I will use three separate tricks to solve your question.
- Trick 1: Use the
pipes
library to stream file names concurrent with traversing the tree.
- Trick 2: Use the
StateT (Seq FilePath)
transformer to achieve a breadth-first traversal.
- Trick 3: Use the
MaybeT
transformer to avoid manual recursion when writing the loop and exit.
The following code combines these three tricks in one monad transformer stack.
import Control.Monad
import Control.Monad.Trans
import Control.Monad.Trans.Maybe
import Control.Monad.State.Lazy
import Control.Pipe
import Data.Sequence
import System.FilePath.Posix
import System.Directory
loop :: (Monad m) => MaybeT m a -> m ()
loop = liftM (maybe () id) . runMaybeT . forever
quit :: (Monad m) => MaybeT m a
quit = mzero
getUsefulContents :: FilePath -> IO [FilePath]
getUsefulContents path
= fmap (filter (`notElem` [".", ".."])) $ getDirectoryContents path
permissible :: FilePath -> IO Bool
permissible file
= fmap (\p -> readable p && searchable p) $ getPermissions file
traverseTree :: FilePath -> Producer FilePath IO ()
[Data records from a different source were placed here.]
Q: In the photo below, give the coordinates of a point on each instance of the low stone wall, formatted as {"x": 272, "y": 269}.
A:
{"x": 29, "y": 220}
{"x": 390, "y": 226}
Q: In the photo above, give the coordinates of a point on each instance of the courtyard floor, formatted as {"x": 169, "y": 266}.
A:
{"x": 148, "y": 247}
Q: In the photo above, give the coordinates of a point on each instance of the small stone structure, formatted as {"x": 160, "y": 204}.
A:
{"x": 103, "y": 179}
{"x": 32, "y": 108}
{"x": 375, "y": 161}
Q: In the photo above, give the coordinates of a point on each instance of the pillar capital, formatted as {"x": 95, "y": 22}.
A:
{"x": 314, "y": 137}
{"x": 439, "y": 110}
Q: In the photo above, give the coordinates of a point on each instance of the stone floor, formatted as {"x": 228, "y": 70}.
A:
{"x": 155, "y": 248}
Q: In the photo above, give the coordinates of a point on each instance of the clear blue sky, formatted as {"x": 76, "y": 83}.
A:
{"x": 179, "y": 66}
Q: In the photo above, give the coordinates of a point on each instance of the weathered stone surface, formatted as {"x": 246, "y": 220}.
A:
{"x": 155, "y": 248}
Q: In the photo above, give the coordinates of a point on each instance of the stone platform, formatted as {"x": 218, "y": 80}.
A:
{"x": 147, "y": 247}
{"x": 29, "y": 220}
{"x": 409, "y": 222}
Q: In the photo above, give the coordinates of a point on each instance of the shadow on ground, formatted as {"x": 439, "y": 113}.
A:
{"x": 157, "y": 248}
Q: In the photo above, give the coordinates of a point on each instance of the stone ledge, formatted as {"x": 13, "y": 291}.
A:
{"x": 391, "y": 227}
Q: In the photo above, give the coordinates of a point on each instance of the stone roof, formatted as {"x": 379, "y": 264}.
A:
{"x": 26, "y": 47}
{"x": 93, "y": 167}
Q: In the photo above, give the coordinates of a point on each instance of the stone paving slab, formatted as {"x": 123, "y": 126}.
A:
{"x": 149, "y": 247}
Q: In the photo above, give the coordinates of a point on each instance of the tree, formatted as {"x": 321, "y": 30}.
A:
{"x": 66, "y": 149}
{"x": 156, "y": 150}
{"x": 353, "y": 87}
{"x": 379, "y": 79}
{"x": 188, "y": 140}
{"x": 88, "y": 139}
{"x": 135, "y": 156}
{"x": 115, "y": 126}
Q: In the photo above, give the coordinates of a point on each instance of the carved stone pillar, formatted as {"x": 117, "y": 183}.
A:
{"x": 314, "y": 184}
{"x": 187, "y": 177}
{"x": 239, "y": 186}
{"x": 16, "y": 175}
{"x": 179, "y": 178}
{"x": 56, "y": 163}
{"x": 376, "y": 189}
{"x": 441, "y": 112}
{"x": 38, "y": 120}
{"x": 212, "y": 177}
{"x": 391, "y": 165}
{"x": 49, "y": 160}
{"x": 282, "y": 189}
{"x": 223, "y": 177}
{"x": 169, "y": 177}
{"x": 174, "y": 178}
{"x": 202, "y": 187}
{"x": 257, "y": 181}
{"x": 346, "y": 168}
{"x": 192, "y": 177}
traverseTree path = (`evalStateT` empty) $ loop $ do
-- All code past this point uses the following monad transformer stack:
-- MaybeT (StateT (Seq FilePath) (Producer FilePath IO)) ()
let liftState = lift
liftPipe = lift . lift
liftIO = lift . lift . lift
liftState $ modify (|> path)
forever $ do
x <- liftState $ gets viewl
case x of
EmptyL -> quit
file :< s -> do
liftState $ put s
liftPipe $ yield file
p <- liftIO $ doesDirectoryExist file
when p $ do
names <- liftIO $ getUsefulContents file
-- allowedNames <- filterM permissible names
let namesfull = map (path </>) names
liftState $ forM_ namesfull $ \name -> modify (|> name)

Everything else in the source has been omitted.